Gece yarısından sonra başlayan o korkunç sesler hiç bitmeyecek sandık. İsrail ordusunun Gazze'ye düzenlediği son saldırılar, zaten harabeye dönmüş kentte yeni bir yıkım dalgası yarattı. Resmi rakamlara göre -ki gerçek sayının çok daha fazla olduğundan neredeyse eminiz- son 24 saatte 66 Filistinli daha can verdi.
Salı günü öğle saatlerinde başlayan ve aralıklarla devam eden hava saldırıları, Gazze Şeridi'nin farklı noktalarını hedef aldı. Evler, okullar, hatta hastane çevreleri... Hiçbir yer güvende değil artık. Yetkililer, enkaz altından çıkarılan ceset sayısının her saat arttığını belirtiyor.
Sayılar Soğuk, Gerçekler Daha Buz Gibi
Filistin Sağlık Bakanlığı'nın açıklamasına göre, 7 Ekim'den bu yana hayatını kaybedenlerin sayısı 34 bin 535'e yükseldi. Yaralı sayısı ise 77 bin 704. Bu rakamların içinde kaç çocuk, kaç kadın, kaç masum insan var kim bilir?
BM yetkilileri durumu "insanlık dışı" olarak nitelendiriyor ama kimse somut adım atmıyor. Uluslararası toplumun sessizliği ise adeta çığlıkları boğuyor.
Enkaz Altından Çıkan Hikayeler
Kurtarma ekipleri, son saldırıların yaşandığı Han Yunus bölgesinde saatlerdir enkaz kaldırma çalışmaları yürütüyor. Bir baba, iki çocuğunun cansız bedenine sarılmış halde bulundu.

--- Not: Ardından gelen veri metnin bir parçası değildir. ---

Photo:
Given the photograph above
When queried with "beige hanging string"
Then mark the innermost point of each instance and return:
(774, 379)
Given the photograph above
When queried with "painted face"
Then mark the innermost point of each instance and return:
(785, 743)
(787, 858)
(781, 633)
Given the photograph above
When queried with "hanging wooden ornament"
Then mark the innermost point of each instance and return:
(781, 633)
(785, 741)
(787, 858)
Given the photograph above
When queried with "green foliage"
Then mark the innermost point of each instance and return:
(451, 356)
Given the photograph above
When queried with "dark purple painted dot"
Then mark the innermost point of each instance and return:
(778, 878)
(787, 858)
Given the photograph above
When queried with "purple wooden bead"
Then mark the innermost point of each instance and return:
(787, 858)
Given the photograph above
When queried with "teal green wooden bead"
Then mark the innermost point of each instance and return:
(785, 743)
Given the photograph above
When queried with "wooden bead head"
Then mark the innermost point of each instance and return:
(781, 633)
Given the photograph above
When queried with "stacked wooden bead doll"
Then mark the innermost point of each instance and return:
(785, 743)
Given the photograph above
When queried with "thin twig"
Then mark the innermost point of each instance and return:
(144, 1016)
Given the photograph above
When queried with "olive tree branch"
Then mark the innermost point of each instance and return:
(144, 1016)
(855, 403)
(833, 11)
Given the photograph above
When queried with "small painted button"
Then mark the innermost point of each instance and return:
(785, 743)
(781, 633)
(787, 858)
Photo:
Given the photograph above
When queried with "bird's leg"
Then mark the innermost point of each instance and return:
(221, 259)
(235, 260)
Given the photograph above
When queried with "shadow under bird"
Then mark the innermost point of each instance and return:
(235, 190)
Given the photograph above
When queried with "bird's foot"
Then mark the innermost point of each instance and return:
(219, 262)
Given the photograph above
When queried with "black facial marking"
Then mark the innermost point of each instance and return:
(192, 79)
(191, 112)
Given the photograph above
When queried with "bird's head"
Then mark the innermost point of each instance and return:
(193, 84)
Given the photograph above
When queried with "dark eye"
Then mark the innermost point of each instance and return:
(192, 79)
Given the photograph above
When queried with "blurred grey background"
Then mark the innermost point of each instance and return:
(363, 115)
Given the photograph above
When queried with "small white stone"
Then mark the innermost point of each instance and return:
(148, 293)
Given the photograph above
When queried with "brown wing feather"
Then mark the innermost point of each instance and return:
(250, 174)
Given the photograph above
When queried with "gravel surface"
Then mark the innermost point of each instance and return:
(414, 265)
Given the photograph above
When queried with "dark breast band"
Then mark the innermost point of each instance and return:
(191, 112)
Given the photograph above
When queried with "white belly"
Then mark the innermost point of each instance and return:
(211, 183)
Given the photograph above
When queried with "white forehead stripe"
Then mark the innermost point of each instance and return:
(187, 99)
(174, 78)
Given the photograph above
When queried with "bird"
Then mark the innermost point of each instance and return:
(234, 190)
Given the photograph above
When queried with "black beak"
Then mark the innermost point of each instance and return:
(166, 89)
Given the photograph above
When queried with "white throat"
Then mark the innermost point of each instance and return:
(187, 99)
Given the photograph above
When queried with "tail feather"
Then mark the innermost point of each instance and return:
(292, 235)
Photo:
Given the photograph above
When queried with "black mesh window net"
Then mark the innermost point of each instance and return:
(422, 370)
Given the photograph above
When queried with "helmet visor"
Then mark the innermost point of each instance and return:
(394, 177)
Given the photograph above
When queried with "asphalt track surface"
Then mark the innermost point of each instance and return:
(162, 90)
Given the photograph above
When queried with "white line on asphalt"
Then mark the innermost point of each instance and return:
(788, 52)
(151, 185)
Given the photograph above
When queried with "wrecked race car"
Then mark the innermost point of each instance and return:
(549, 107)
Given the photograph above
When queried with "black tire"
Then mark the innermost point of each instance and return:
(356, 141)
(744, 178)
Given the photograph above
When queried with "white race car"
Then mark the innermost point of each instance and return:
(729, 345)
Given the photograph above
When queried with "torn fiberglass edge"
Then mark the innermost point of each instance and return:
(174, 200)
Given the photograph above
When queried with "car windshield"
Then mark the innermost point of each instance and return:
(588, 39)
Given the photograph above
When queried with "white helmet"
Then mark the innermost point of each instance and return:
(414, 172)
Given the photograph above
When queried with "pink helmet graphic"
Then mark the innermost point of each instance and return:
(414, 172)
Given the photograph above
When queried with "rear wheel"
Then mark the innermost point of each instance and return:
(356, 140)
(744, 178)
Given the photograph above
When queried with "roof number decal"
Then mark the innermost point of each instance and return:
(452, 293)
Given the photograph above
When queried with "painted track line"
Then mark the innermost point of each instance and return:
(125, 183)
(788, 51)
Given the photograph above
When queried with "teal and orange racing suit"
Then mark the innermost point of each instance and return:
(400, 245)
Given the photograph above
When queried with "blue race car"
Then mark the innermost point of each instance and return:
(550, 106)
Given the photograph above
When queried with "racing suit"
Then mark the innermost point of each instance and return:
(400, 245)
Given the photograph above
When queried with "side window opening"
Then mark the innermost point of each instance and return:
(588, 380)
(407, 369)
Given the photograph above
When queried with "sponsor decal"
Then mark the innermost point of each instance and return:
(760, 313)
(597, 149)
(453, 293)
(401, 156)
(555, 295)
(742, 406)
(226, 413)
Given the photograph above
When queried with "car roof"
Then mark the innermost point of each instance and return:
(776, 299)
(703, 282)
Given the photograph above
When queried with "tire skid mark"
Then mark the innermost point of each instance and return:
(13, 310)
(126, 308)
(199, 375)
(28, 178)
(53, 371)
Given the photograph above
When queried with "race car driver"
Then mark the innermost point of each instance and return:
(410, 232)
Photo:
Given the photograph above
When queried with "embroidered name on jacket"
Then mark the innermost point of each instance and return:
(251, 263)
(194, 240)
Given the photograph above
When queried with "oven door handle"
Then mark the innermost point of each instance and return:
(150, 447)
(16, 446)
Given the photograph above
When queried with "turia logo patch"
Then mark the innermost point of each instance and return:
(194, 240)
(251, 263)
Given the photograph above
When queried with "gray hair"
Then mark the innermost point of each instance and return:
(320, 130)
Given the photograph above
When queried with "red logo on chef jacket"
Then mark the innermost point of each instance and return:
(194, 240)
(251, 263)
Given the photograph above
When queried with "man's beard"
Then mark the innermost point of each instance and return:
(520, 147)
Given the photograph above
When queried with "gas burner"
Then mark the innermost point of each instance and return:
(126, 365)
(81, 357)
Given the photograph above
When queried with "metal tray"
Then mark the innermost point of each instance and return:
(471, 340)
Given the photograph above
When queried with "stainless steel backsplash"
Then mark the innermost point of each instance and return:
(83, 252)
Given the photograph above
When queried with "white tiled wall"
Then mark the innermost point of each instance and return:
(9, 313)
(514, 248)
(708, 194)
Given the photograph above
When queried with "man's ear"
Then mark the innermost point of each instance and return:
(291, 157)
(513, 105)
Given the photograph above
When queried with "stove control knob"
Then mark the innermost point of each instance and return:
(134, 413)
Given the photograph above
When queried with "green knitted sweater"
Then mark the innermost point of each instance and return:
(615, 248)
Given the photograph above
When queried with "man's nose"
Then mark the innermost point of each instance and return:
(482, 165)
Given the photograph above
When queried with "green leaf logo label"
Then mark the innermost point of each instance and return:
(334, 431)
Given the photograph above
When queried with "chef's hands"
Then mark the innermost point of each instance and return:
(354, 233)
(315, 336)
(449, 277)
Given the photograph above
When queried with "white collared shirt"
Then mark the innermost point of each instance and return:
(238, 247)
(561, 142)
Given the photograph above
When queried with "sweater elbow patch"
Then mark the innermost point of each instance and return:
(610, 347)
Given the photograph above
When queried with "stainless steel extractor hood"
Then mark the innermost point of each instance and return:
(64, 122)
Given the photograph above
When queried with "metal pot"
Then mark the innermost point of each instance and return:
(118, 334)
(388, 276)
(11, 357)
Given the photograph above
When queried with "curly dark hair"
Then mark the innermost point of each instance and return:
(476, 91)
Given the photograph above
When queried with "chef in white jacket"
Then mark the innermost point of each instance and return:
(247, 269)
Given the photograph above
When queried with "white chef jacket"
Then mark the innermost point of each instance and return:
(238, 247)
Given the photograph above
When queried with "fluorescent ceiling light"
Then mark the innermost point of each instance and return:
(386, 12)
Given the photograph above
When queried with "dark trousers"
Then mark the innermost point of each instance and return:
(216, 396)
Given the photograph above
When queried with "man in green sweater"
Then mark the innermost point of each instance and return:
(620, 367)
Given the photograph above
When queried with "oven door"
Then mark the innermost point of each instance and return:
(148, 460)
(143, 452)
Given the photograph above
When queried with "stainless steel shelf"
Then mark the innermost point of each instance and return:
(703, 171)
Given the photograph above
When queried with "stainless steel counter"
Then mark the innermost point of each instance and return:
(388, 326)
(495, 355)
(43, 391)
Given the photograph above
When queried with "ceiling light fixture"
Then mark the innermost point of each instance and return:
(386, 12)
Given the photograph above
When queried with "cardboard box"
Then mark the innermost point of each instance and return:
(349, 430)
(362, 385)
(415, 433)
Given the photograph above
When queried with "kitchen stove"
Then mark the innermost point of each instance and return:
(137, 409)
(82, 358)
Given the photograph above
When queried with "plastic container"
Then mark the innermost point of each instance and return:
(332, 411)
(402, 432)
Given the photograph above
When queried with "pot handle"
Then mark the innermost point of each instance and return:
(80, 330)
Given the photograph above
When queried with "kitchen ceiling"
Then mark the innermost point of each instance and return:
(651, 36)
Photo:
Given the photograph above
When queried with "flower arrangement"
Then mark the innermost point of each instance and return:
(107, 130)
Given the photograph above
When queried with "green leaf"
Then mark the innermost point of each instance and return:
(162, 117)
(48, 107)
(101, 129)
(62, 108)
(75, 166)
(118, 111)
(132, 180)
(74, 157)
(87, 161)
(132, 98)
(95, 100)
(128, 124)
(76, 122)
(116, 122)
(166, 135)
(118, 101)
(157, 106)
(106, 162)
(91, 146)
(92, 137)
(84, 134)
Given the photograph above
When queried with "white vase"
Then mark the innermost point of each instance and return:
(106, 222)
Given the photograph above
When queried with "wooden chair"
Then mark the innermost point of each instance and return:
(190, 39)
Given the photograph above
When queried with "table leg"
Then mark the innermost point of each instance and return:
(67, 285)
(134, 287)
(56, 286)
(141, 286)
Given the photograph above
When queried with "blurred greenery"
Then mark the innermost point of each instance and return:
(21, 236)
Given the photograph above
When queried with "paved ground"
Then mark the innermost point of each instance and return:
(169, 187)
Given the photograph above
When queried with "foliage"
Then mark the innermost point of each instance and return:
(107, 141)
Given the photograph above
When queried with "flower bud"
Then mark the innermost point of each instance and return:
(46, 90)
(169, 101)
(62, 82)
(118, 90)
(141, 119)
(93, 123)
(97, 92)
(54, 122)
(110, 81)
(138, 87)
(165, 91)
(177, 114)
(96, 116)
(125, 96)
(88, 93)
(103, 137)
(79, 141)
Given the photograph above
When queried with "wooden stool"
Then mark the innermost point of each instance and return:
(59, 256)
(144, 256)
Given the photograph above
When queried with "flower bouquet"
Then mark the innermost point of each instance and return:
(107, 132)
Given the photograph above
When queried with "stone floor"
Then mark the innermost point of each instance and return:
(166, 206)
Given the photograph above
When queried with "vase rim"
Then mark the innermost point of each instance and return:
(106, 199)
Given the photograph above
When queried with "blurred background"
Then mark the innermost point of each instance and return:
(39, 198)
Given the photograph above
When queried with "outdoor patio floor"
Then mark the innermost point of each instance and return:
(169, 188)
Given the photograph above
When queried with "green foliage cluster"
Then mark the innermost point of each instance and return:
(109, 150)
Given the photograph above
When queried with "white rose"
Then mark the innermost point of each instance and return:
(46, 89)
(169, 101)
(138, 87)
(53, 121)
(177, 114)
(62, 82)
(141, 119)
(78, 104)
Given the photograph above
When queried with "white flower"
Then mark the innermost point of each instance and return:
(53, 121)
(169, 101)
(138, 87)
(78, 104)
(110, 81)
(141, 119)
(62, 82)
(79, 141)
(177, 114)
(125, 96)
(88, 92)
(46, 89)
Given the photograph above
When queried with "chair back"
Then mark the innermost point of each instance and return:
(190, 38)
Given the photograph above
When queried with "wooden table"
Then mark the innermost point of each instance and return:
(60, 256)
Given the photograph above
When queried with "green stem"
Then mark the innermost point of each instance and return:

Komşuları "Hiçbir şey yapamadık" diyor, sesleri titreyerek.
Bölgeden gelen görüntüler -eğer dayanabilirseniz- insanın yüreğini parçalıyor. Beton yığınları arasında oyuncaklar, kitaplar, dağılmış hayatlar...
Dünya Seyrediyor, Zaman Tükeniyor
Mısır ve Katar'ın arabuluculuğundaki görüşmelerden somut sonuç çıkmazken, insani yardım kuruluşları bölgeye ulaşmanın neredeyse imkansız hale geldiğini vurguluyor. "Açlık, salgın hastalıklar ve umutsuzluk her yeri sarmış durumda" diyor bir WHO yetkilisi.
Peki ya sonra? Kim bilir... Belki de en acı soru bu: Kaç can daha gitmeli uluslararası toplumun harekete geçmesi için?
İsrail ordusunun kısa açıklaması ise her zamanki gibi: "Hamas hedefleri vuruldu." Aradaki farkı anlamak ise sanırım sadece insan olmaya bağlı.